Liberty Chiyaka insistiu na necessidade de o país estabelecer um pacto de estabilidade democrática para a “transição política pacífica” em Angola, reiterando que, com a “vitória” eleitoral, vai formar um governo participativo e inclusivo, do qual farão parte, inclusive, “patriotas do MPLA”.
“Aqueles patriotas que estão comprometidos com o bem-estar dos angolanos, comprometidos com a boa governação, comprometidos verdadeiramente no combate contra a corrupção, vão ser convidados para o governo inclusivo e participativo”, apontou.
Para o partido, fundado por Jonas Savimbi em 13 de Março de 1966, um novo pacto social para Angola traduz-se num “pacto de estabilidade democrática”, que conduza o país “a transições políticas pacíficas, com segurança e confiança no futuro”.
Sobre os festejos dos 60 anos de fundação do partido, o também deputado à Assembleia Nacional referiu que a UNITA “é um projecto político que nasceu e cresceu sob o signo da unidade territorial, do Estado e de propósitos”.
As actividades celebrativas do 13 de Março decorrem sob o lema “UNITA – 60 Anos ao Serviço de Angola e dos Angolanos”. Têm início na sexta-feira na província da Lunda Sul e encerram em 29 de Março na cidade do Sumbe. O acto central acontece na província do Moxico.
ALGUNS FACTOS DA TRAJECTÓRIA DE JONAS MALHEIRO SAVIMBI
Jonas Malheiro Savimbi, inconformado com a realidade colonial no seu País, ingressa na UPA (União dos Povos de Angola) em Fevereiro de 1961. A sua influência fez-se sentir imediatamente, tendo sido nomeado Secretário-geral desse Movimento. A acção política de Jonas Savimbi encorajou muitos jovens intelectuais a aderirem àquela organização nacionalista, facto que veio dar um novo ímpeto à UPA.
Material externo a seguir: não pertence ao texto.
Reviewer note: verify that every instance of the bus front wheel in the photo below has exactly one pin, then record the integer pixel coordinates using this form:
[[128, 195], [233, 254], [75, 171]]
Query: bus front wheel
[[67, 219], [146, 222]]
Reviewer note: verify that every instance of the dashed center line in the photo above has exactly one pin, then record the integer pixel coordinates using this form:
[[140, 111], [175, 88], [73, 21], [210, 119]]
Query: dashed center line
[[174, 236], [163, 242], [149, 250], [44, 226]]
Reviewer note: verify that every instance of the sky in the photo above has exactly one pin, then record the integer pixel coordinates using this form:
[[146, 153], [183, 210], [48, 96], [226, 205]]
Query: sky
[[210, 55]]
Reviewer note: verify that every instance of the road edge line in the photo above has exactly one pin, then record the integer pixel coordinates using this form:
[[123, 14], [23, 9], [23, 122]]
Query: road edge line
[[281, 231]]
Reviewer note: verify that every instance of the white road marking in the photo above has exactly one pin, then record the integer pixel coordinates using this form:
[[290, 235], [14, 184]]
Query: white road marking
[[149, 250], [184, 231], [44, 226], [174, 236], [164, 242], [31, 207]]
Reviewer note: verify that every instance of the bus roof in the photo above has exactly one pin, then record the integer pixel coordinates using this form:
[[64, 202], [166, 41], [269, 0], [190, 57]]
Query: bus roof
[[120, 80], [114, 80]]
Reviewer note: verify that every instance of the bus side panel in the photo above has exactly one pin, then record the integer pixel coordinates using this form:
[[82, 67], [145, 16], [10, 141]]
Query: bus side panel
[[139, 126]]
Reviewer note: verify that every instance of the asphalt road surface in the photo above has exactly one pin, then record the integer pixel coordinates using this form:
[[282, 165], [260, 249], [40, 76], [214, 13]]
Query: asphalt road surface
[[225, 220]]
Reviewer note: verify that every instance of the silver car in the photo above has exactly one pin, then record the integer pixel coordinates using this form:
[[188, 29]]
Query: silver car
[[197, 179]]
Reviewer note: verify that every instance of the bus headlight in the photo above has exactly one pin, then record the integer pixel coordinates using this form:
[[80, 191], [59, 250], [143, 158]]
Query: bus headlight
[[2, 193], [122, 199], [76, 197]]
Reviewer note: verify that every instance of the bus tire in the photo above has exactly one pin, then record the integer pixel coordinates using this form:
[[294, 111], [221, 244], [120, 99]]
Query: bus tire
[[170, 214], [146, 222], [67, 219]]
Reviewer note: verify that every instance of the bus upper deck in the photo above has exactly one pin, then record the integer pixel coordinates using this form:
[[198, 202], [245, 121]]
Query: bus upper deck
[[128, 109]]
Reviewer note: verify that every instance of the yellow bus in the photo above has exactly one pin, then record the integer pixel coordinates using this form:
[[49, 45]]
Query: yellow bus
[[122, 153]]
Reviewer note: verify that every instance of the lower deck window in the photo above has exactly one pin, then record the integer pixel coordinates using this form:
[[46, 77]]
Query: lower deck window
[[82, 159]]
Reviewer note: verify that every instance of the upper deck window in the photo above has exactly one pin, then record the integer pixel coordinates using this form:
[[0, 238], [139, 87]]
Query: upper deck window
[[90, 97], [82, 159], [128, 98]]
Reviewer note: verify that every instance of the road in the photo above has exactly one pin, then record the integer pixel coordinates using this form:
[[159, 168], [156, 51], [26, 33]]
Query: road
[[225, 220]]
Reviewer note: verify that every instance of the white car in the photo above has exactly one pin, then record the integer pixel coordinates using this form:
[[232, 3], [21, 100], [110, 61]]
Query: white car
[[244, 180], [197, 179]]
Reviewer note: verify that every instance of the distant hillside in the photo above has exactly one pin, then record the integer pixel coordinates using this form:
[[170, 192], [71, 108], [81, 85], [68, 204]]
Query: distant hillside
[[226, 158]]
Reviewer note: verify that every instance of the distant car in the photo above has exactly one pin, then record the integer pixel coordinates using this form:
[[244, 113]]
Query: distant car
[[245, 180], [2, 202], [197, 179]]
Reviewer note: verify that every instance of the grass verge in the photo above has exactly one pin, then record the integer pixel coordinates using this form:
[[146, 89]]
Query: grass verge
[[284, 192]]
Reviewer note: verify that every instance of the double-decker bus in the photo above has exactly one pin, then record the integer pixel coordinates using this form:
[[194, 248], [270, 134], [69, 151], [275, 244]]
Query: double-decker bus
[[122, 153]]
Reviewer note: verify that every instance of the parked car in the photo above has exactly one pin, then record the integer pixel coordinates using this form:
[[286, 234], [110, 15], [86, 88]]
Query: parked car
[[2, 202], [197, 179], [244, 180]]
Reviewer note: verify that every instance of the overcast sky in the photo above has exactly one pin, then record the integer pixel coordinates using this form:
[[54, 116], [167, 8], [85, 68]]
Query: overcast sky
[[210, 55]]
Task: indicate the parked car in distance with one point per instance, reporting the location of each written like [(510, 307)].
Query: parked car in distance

• Em 1962 conseguiu convencer os Dirigentes do PDA (Partido Democrático Angolano) e da UPA a uma fusão de que resultou a FNLA (Frente Nacional de Libertação de Angola). Ainda neste ano, com o seu contributo directo, constituiu-se o GRAE (Governo Revolucionário de Angola no Exílio), primeiro instrumento politico – jurídico nacional opositor do regime colonial e Jonas Malheiro Savimbi desempenhou funções de Ministro dos Negócios Estrangeiros desse Governo. A sua habilidade diplomática permitiu, tão cedo, o reconhecimento do GRAE pelas instituições regionais e internacionais.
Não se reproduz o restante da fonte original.